Par la voix des prophètes d'autrefois, l'Esprit Saint s'est prononcé contre l'injustice ; il a conféré l'onction à Jésus afin qu'il apporte aux opprimés la délivrance (cf. Lc 4,18-19). Aujourd'hui encore, l'Esprit confère des dons de prophétie et de courage aux chrétiens qui s'efforcent, en particulier, de contribuer au processus de justice réparatrice et à l'adoption des réformes qu'exige la justice structurelle. De telles réformes de la société peuvent s'appuyer sur l'image de l'alliance que l'on trouve dans la Bible, qui implique notamment de manifester de la sollicitude pour tous et d'instaurer de justes relations entre Dieu et l'humanité. Une illustration particulière en est donnée par la collecte faite auprès des Eglises et que l'apôtre Paul apporte à Jérusalem afin que leur entraide puisse établir l'« égalité » entre les Eglises (cf. 2 Co 8,14).

Le pardon est souvent considéré comme une dimension spécifiquement religieuse de la réconciliation et de la guérison. Il faut bien se rendre compte que, pardonner, ce n'est pas approuver le mal qui a été fait par le passé ni même s'abstenir de châtier. Quand on pardonne, on reconnaît ce qui s'est passé autrefois, mais on s'efforce d'établir une relation différente à l'égard tant de l'offenseur que de l'acte commis. Si nous ne pardonnons pas, nous restons enfermés dans nos relations avec le passé et nous ne pouvons pas avoir un avenir qui soit différent.

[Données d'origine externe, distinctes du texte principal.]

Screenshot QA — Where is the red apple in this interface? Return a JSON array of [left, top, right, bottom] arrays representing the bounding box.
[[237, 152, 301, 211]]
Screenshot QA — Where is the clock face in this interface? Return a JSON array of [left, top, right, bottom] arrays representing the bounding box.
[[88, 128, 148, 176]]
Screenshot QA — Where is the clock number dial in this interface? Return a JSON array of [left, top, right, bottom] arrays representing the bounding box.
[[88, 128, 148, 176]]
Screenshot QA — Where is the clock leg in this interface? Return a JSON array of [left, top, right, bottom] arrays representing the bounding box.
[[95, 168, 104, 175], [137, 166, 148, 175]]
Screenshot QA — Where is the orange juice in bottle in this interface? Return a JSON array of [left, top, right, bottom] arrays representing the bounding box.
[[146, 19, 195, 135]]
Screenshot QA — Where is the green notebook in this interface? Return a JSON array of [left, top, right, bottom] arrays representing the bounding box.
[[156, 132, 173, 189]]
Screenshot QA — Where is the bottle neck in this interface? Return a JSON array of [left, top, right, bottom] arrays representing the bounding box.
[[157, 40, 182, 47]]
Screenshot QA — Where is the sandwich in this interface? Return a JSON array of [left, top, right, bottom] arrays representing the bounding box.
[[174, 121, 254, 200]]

Pour oeuvrer à l'instauration de la réconciliation au sein de la communauté humaine aujourd'hui, il ne suffit pas non plus de se contenter d'une vision chrétienne de l'ensemble : il faut aussi une interaction avec les différentes communautés de foi. Pour nous, chrétiens, cela implique que nous ayons une certaine idée de la manière dont les autres grandes traditions religieuses envisagent la guérison et l'intégralité : en effet, dans bien des cas, il nous faudra agir ensemble. Là aussi, nous, les chrétiens, devons être en mesure de faire connaître aux autres la contribution que nous pouvons apporter à cette entreprise commune. De nombreuses cultures disposent de ressources spirituelles et rituelles pour arriver à la réconciliation et à la guérison ; chaque fois que c'est possible, il faudra en tenir compte dans notre oeuvre de réconciliation.

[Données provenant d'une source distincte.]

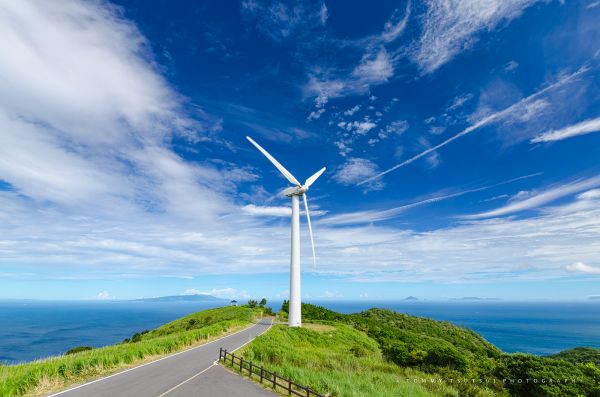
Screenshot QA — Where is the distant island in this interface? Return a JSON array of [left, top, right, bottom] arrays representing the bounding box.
[[450, 297, 502, 301], [588, 296, 600, 300], [132, 294, 226, 302], [403, 296, 419, 301]]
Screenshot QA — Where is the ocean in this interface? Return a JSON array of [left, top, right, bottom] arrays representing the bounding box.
[[1, 300, 599, 364]]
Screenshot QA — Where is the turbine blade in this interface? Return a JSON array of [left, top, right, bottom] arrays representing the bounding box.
[[303, 194, 317, 269], [304, 167, 326, 189], [246, 136, 301, 186]]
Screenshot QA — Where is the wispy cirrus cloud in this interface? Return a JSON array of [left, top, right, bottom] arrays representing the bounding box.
[[359, 66, 590, 186], [531, 116, 600, 143], [322, 173, 542, 226], [413, 0, 540, 73], [305, 48, 394, 107], [241, 0, 327, 42], [464, 175, 600, 219]]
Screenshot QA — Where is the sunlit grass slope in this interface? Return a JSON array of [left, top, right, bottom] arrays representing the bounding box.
[[238, 303, 600, 397], [238, 323, 459, 397], [0, 306, 258, 397]]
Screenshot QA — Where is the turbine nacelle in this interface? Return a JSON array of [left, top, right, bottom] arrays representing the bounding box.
[[282, 186, 307, 197]]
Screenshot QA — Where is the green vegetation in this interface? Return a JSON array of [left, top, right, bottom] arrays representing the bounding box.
[[235, 302, 600, 397], [239, 323, 457, 397], [0, 306, 258, 397], [246, 297, 274, 315], [64, 347, 93, 355], [550, 347, 600, 367]]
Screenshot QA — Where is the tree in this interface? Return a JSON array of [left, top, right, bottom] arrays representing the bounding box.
[[247, 299, 257, 308], [259, 298, 267, 307]]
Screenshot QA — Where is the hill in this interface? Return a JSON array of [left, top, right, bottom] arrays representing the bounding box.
[[132, 294, 225, 302], [239, 302, 600, 397], [550, 346, 600, 366], [0, 306, 260, 397]]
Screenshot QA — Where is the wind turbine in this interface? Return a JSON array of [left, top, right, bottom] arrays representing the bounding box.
[[246, 136, 325, 327]]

Le pardon a une grande importance pour les chrétiens. Nous croyons que c'est Dieu qui pardonne les péchés (cf. Mc 2,7-12) ; lorsqu'il est venu parmi nous, Jésus a prêché le pardon des péchés (cf. Lc 24,47), il a souligné l'action gratuite de Dieu et la possibilité de surmonter le passé pour que soit possible un avenir différent. Lorsque des individus font personnellement l'expérience de l'acceptation et de la grâce, leur vie peut s'en trouver transformée : ils peuvent alors témoigner concrètement de l'amour pour leur prochain et transformer la société, ainsi que l'illustre l'histoire de Zachée (cf. Lc 19,1-10). Après sa résurrection, Jésus, avant de les envoyer pratiquer un ministère de pardon, a soufflé sur ses disciples pour leur faire recevoir l'Esprit Saint (cf. Jn 20,21-23).

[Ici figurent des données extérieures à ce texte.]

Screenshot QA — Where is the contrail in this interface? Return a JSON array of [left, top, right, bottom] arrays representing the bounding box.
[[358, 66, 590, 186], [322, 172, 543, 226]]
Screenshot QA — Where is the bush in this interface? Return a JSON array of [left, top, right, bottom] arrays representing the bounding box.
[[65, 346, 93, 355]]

Le pardon accordé par Dieu est nécessairement associé à celui que nous sommes disposés à accorder aux autres (cf. Mt 6,12 et 14-15). C'est pour cela que les chrétiens disent souvent qu'il nous faut « pardonner et oublier ». Mais ce n'est pas ce que dit la Bible : on ne peut jamais oublier le mal qui a été fait, comme si rien ne s'était passé. Demander cela aux victimes, ce serait les avilir une fois encore. Nous ne pouvons jamais oublier ; par contre, nous pouvons nous souvenir d'une manière différente, d'une manière qui permette que s'établisse une relation différente tant avec le passé qu'avec l'offenseur. C'est à cela que nous sommes appelés en tant que chrétiens.

La réconciliation et la guérisons sont des objectifs que nous poursuivons ; lorsque nous employons un langage biblique, nous disons qu'ils sont shalom ou le Royaume de Dieu. Dans un langage contemporain, nous parlons aussi de la vision de la justice, de la paix et de l'intégrité de la création. En d'autres termes, il faut que la guérison et la réconciliation s'adressent à l'ensemble de la création de Dieu. Au stade actuel de l'histoire, nous ne pouvons en donner une description complète ni l'imaginer dans sa totalité ; pourtant, c'est ce que nous devons essayer de faire car c'est ainsi que nous renouvelons l'espérance. A vrai dire, pour instaurer la réconciliation et la guérison dans notre monde, il nous faut sans cesse voir dans la réconciliation à la fois un objectif à atteindre et le processus qui permet de l'atteindre. C'est une entreprise qui, nécessairement, prend du temps et n'est pas facile, et on ne peut la poursuivre que dans l'esprit de cet amour qui « excuse tout, croit tout, espère tout, endure tout » (1 Co 13,7). Dans ce processus, nous ne perdons pas espoir ; en même temps, c'est en lui que nous focalisons notre participation à l'oeuvre de réconciliation et de guérison de l'Esprit Saint dans la création tout entière.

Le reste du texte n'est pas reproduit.